WASHINGTON – Ahead of the one-year anniversary of Russia’s unprovoked war against Ukraine, Deputy Secretary of the Treasury Wally Adeyemo convened a group of experts on sanctions and U.S. foreign policy to discuss the effects and successes of the unprecedented sanctions and export controls imposed on Russia by an international coalition of over 30 countries. Attendees included economists, academics, and business professionals with expertise in developing and implementing sanctions as well as studying their effectiveness.
Over the past year, the international coalition imposing economic restrictions on Russia has focused on twin goals: disrupting Russia’s military supply chains and degrading their battlefield ability, and denying the Kremlin the revenue it needs to fund its war. Deputy Secretary Adeyemo shared the progress seen on these fronts, including ballooning deficits and long-term economic damage, as well as the difficulty the Kremlin faces in replacing its major losses of military equipment and supplies.

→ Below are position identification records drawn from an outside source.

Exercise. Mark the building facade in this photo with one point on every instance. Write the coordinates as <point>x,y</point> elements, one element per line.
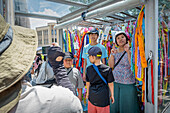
<point>46,35</point>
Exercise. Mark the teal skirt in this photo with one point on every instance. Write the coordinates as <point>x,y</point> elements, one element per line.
<point>126,101</point>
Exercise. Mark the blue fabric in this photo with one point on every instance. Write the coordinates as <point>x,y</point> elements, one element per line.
<point>97,70</point>
<point>85,52</point>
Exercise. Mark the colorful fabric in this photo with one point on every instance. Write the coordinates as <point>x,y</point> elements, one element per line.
<point>85,52</point>
<point>122,72</point>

The strain on Russia’s military in particular can be seen clearly through the Kremlin’s increasingly desperate attempts to backfill through third parties in permissive jurisdictions, or even turning to international pariahs like Iran and North Korea for UAVs and other weapons.
Deputy Secretary Adeyemo shared that in the weeks and months ahead, Treasury will increased its focus on countering sanctions evasion, including by targeting facilitators and third-country providers that may wittingly or unwittingly help Russia replenish the supplies and material it desperately needs to support its military. The group provided their thoughts on how best to achieve that goal.